My birthday was last weekend, but I was out of town so Nick and I never really go to do anything.
I went to my first ever blog conference, Build Your Blog 2015. It was fun! I don’t think I learned quite as much as I was hoping to, but it was still a great experience and I came home with a rather lengthy to-do list of things to work on. There’s a lot I’m not doing that I probably should be! I think if I go to another conference, I’ll try one aimed specifically at food bloggers. BYB was for all different kinds of bloggers, and while some parts of it were helpful, others were not really relevant.
And since the conference was only Friday and Saturday, I got to spend my birthday skiing. Not a bad deal!

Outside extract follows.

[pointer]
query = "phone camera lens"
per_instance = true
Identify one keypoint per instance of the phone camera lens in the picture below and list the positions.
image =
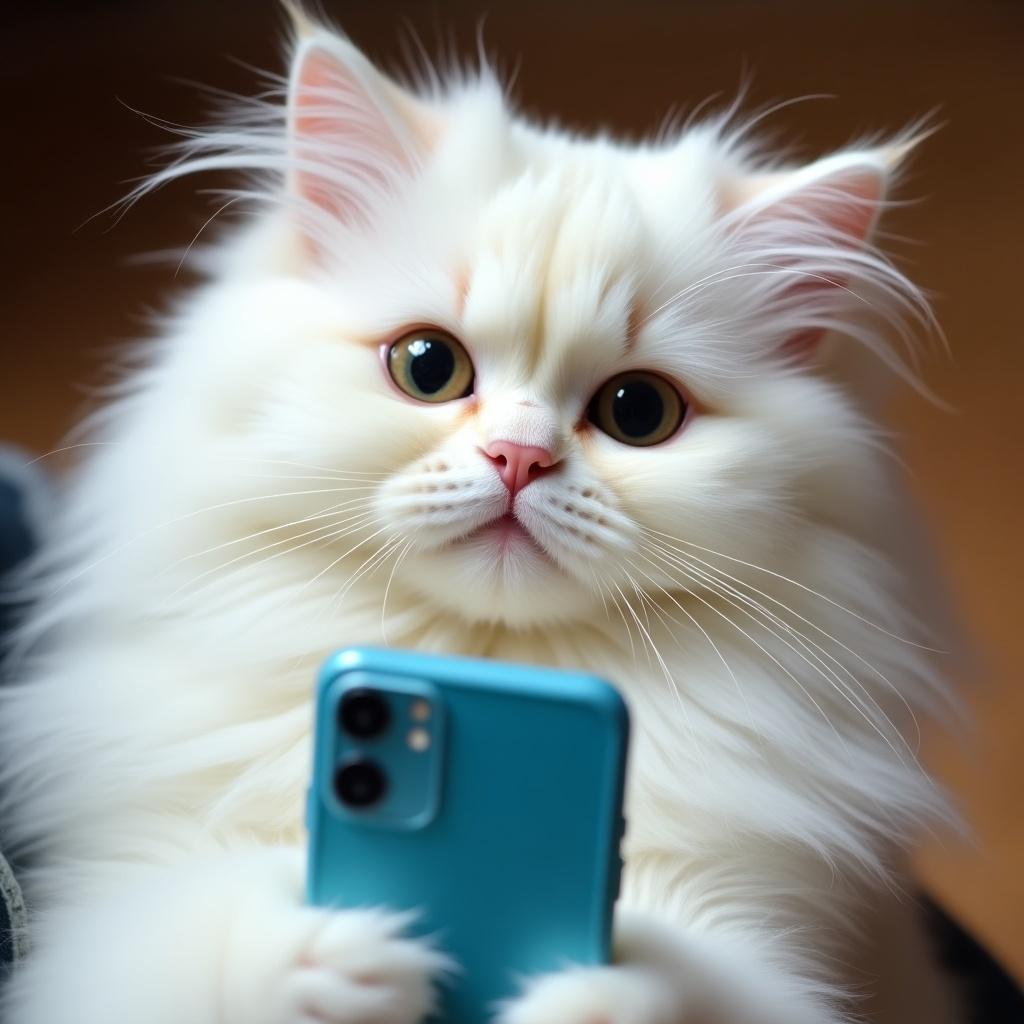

I had a lot of cooking to catch up on this week when I got home. Breakfast was the first order of business. Along with a Quinoa Frittata, I made another batch of coconut flour muffins, this time Banana Nut. I’m so loving coconut flour.
These maybe aren’t the prettiest muffins ever. But they’re super delicious. I’ll be making another batch just as soon as my new batch of bananas ripens, and I may try adding chocolate chips along with the walnuts. Because who doesn’t love chocolate?
- 3 eggs
- 2 tbsp coconut oil
- 3 medium ripe bananas
- 2 tbsp milk
- 2 tbsp coconut sugar (or brown sugar)
- ¼ tsp vanilla extract
- ½ cup coconut flour
- ¼ tsp baking powder
- 1 tsp cinnamon
- Pinch nutmeg
- ¼ tsp salt
- ½ cup walnuts or pecans
- Preheat oven to 400 degrees. Spray a 6-cup muffin tin with nonstick spray.
- Using a stand or hand mixer, beat eggs, coconut oil, bananas, milk, sugar and vanilla until smooth.
- In a medium bowl, whisk together coconut flour, baking powder, cinnamon, nutmeg and salt.
- Add half the dry ingredients to the wet and beat until combined. Add the remaining dry ingredients and beat until everything is well incorporated.
- Fold in the nuts.
- Divide the batter evenly between 6 muffin cups.
- Bake 18-20 minutes, until tops are golden and a toothpick inserted comes out clean. Cool for a few minutes in the pan, then transfer to a wire rack.